When I was a child, one tenth of working Americans were farmers. Prior to WWII, farmers were 18% of the work force. 1880 was the first year that fewer than half of American workers were farmers. In 1790, they made up 90%. From 90% to under 1%. Wow. Another 1% live on farms but aren't farming (their underage kids, in other words; from age 7 or so, even the kids work on the farm). Ironically, the number of hunters in the US is about 4% of the population, and we can assume that another couple of percent—spouse or children—help dress the game. But that means more than 90% of Americans never see where their meat comes from, never see an animal killed so they can eat, and most do not even cut meat any more, because you can buy it pre-cubed or pre-sliced or even, as the chicken breast cutlets we ate last evening, pre-spiced and ready to bake.

I guess I am one of the lucky few committed carnivores who does know. I've worked in a slaughterhouse; I was even there when they ran a truckload of bison through. We have usually lived in rural areas, so I have had neighbors show up with a brace of freshly shot rabbits or pheasants, which we then dressed out on the kitchen counter; we have helped friends butcher deer and hogs.

But back to the book. It is extensively researched (80 pages of notes and references). The Pharma section dwells primarily on four kinds of drugs: Antipsychotics that are now used for "depression" because "ordinary" antidepressives don't work very well, anti-menopausal drugs of several kinds, PTSD and the deadly drugs (including the antipsychotics) used to "treat" it, and the new bisphosphonates used for "bone health" but which frequently lead to even more fractures or bone death in the jaw. The Food section dwells on beastly treatment of animals throughout, whether the topic is milk, eggs, meat and the hormones in it, mad cow disease, or food labeling (or the lack thereof).

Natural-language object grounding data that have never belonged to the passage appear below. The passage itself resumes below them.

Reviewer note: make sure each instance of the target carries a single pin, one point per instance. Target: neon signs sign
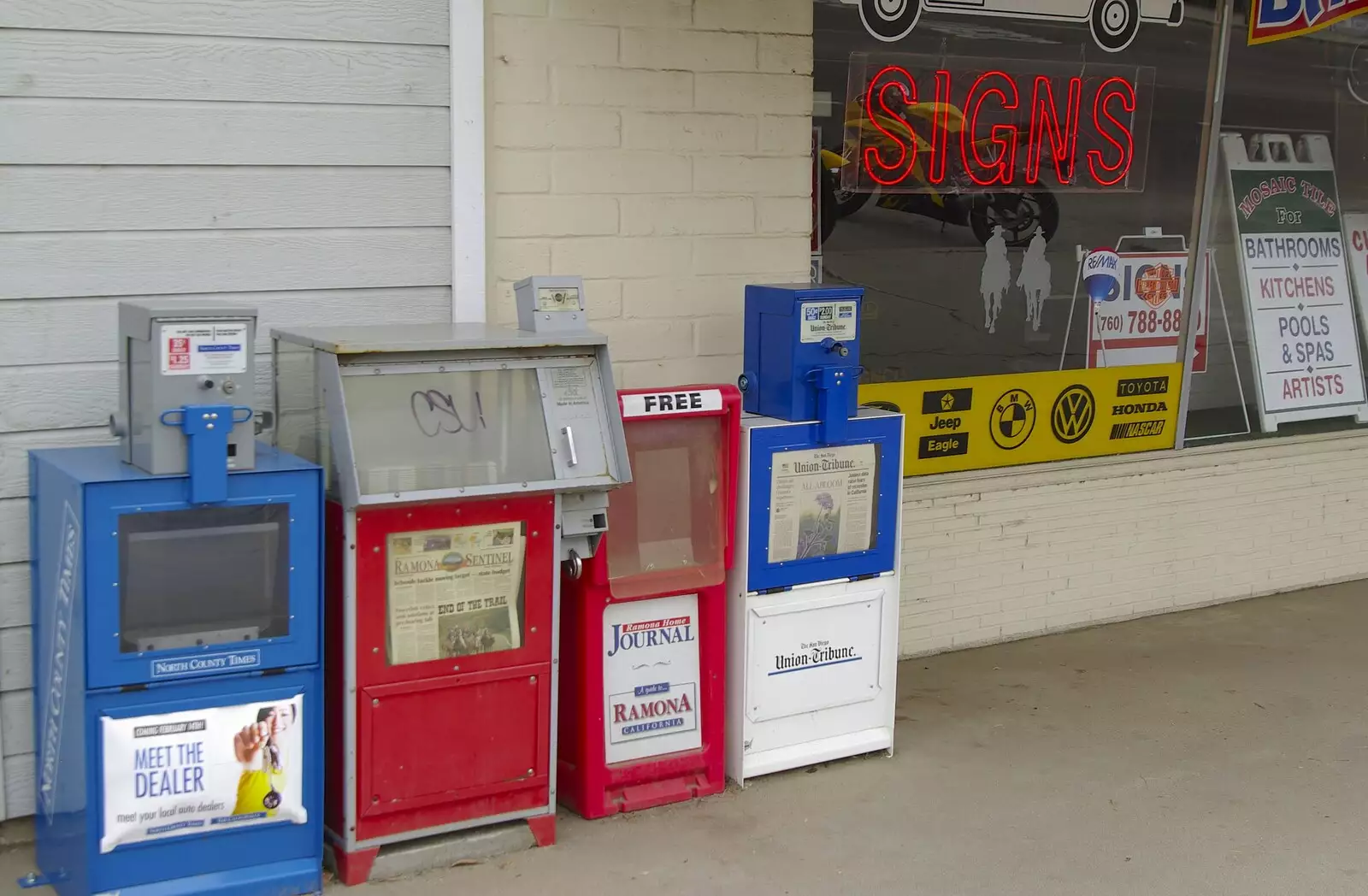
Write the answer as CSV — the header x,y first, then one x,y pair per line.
x,y
928,125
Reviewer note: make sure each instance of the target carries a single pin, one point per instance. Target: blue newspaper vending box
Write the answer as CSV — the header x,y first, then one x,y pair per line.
x,y
177,640
811,622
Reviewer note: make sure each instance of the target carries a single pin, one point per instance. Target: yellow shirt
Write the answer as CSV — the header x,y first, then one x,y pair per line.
x,y
252,790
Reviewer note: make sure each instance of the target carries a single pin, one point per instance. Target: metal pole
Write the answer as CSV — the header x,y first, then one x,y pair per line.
x,y
1189,333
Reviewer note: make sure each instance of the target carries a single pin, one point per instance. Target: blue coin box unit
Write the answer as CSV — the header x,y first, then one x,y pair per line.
x,y
802,352
178,683
813,597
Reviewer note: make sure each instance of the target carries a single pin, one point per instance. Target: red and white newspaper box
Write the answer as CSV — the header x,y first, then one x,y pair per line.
x,y
643,634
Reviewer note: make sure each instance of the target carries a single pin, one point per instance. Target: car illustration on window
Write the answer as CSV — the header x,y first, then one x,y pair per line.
x,y
1112,22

The biggest lack: Any "what to do about it" information. On one hand, it is a relief that the author isn't selling a product. However, spending 300 pages to raise a dozen kinds of alarms, without offering any remedies, does no service. Am I better off for being made even more paranoid? Let's see, we've already decided to eschew advertized drugs. We've done a few things to eat better, and with a little effort we can do more, because we live only an hour's drive from a cluster of Amish farms. Big Pharma and Big Food have woven themselves into society to the point that everything imaginable is either a disease or a deficiency.

My generation, the Baby Boomers, has aided and abetted BP-n-BF at every stage. Ms Rosenberg names a number of FDA and USDA officials who have allowed or even helped corporations bypass what few regulations exist. They are all Boomers. To a Boomer, aging is a disease; menopause is a disease; feeling even slightly bad is a disease; a passing mood is due to some deficiency; being too short, too tall, too thin, too fat, too sociable or too lonely are "challenges" to be met with this new drug or that tastier food or a more concentrated food supplement. Plastic surgery is booming (wrinkles and wattles and various sagging places are a disease). To millions, Western medicine is inadequate, so alternative medical treatments abound.

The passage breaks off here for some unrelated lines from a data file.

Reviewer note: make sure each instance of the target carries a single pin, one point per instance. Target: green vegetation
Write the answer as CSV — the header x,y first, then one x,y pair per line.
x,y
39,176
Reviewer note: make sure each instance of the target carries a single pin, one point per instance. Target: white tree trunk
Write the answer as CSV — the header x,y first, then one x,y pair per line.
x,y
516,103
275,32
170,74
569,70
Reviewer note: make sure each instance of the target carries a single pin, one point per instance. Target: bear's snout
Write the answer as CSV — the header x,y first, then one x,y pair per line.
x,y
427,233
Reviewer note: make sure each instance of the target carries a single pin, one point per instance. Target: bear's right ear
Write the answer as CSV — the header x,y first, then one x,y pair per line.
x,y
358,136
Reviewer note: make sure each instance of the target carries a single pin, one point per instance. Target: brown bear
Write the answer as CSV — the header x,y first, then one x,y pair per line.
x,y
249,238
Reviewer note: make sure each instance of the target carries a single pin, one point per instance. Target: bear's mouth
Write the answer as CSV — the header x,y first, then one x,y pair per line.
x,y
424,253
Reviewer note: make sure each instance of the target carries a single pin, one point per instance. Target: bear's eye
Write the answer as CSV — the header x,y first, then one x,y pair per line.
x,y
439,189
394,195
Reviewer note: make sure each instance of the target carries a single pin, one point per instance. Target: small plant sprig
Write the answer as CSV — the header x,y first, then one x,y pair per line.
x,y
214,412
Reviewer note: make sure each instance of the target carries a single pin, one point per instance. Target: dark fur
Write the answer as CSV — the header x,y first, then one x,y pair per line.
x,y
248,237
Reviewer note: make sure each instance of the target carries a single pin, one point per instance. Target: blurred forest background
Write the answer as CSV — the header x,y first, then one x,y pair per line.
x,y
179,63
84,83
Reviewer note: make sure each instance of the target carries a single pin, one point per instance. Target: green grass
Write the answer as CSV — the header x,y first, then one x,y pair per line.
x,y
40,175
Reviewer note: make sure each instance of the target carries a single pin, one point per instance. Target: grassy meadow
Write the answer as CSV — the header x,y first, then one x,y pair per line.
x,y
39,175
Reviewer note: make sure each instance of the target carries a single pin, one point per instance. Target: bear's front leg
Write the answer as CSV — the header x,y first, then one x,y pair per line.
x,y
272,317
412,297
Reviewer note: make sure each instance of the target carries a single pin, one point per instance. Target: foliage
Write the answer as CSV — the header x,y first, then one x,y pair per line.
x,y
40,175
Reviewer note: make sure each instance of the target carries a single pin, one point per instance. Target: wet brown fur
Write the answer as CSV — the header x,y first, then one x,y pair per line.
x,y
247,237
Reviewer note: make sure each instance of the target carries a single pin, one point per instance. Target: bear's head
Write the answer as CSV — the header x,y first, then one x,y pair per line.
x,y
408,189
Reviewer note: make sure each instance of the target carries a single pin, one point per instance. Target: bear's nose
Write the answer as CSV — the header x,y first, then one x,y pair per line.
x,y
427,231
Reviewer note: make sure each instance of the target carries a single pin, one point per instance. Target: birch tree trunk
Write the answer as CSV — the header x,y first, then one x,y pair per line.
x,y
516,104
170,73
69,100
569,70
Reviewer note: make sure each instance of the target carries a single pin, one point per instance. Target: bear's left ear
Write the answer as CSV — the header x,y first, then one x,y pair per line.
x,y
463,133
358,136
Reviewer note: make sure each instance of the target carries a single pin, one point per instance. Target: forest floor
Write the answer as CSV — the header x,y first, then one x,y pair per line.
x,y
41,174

The sad truth is, there is no "cure" for decline and death. The death rate remains stubbornly at one per person, no more and no less. "Convenience" is the name of the game. Faster fast food, the tastier the better (too bad fat tastes so good); bigger portions; more variety on the buffet—and a Tums or "purple pill" to keep it all from waking you at midnight.

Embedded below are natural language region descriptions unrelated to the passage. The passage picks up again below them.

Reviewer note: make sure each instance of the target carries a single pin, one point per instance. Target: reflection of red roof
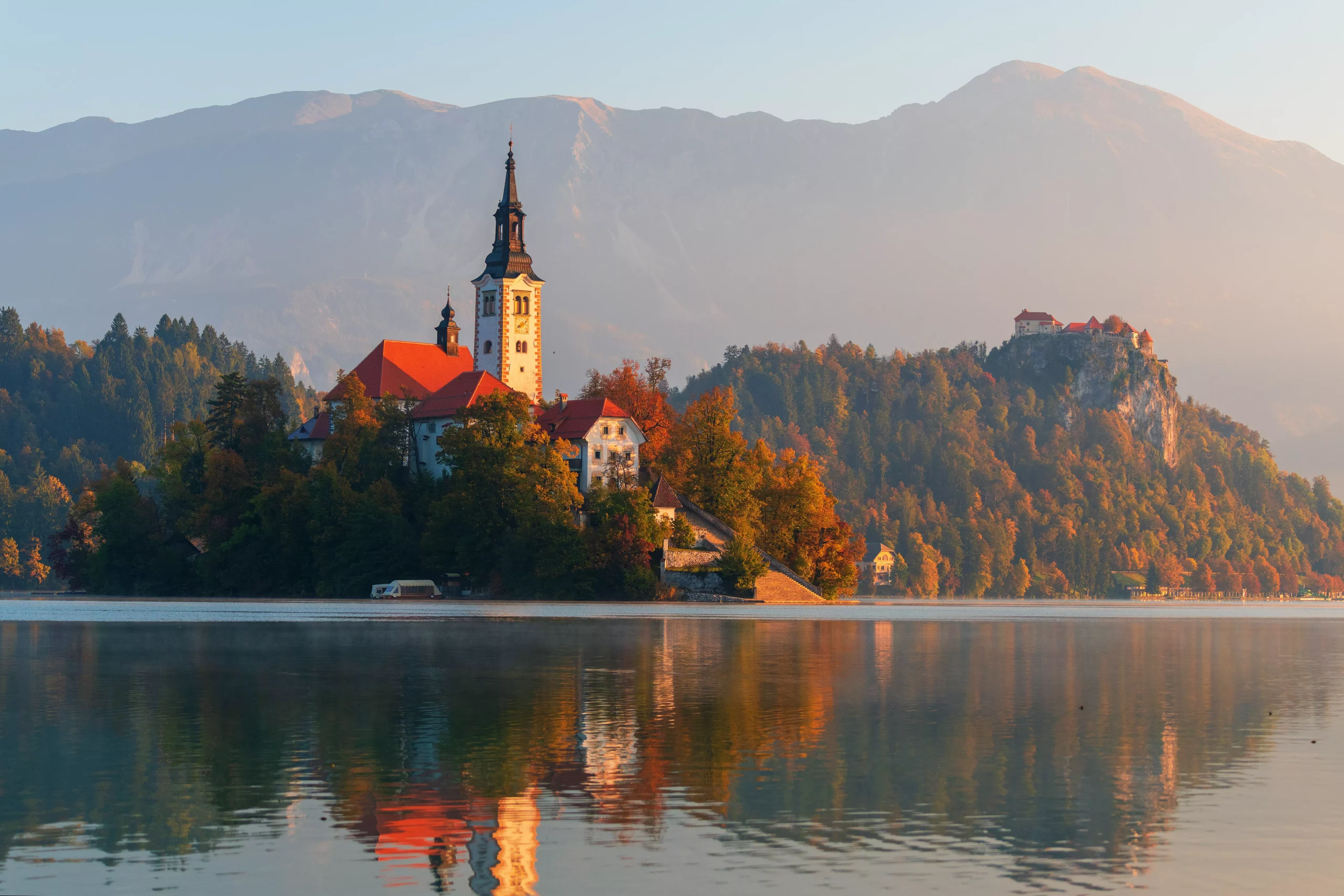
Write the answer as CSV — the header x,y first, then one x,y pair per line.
x,y
414,368
460,392
318,428
577,418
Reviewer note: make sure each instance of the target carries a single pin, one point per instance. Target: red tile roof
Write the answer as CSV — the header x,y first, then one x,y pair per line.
x,y
414,368
318,428
664,496
457,394
577,418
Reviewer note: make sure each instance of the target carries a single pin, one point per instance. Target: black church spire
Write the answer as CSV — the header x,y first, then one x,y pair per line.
x,y
508,256
448,330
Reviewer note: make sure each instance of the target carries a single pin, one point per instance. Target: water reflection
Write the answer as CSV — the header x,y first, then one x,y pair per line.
x,y
1061,750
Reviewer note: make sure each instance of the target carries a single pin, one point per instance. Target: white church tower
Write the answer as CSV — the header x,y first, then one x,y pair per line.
x,y
508,301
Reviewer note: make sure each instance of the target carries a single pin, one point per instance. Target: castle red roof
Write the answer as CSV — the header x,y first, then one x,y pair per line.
x,y
1093,324
574,419
413,368
457,394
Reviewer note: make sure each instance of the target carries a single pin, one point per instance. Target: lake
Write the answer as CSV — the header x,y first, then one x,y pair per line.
x,y
347,747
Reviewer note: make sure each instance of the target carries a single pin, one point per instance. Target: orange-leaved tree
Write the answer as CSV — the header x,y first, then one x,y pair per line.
x,y
799,523
707,460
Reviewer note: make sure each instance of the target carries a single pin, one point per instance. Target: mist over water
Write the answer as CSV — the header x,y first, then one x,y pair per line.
x,y
667,755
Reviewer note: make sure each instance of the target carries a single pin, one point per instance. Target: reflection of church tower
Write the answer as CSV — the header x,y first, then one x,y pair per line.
x,y
508,300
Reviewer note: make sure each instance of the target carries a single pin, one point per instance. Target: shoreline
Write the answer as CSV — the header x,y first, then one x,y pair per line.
x,y
191,610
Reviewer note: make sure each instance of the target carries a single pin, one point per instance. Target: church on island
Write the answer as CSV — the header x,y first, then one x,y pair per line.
x,y
441,378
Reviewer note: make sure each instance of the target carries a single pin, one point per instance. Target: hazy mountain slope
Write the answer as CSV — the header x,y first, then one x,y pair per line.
x,y
316,224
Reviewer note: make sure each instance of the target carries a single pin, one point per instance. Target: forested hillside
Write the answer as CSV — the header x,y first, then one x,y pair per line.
x,y
70,410
992,476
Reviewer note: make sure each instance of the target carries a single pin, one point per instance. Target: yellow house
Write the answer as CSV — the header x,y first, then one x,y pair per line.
x,y
879,558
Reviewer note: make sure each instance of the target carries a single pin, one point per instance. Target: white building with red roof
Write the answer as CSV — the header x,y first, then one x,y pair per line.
x,y
1031,323
440,410
606,440
412,370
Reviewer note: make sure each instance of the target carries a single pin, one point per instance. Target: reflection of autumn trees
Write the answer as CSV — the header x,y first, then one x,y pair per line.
x,y
444,746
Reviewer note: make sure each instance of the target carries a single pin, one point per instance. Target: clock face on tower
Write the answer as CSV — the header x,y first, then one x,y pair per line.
x,y
508,300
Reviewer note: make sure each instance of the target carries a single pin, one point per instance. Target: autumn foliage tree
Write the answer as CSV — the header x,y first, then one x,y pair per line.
x,y
643,394
1014,488
777,501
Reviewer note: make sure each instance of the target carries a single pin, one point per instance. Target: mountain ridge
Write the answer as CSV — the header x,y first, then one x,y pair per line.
x,y
678,231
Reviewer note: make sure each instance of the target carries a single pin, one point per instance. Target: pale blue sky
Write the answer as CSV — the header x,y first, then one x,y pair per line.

I realize we are in the midst of an evolutionary experiment. There is a significant chance that the tendency to get the most out of an exaggerated Western lifestyle is based on inherited tendencies that will soon become mostly extinct. When our kids get too fat to reproduce, they won't leave descendants. When they get too zoned out on mood drugs, they also leave fewer offspring. How many generations will it be until the majority of Americans and wannabe Americans actually exercise self control and responsibility? The future is theirs.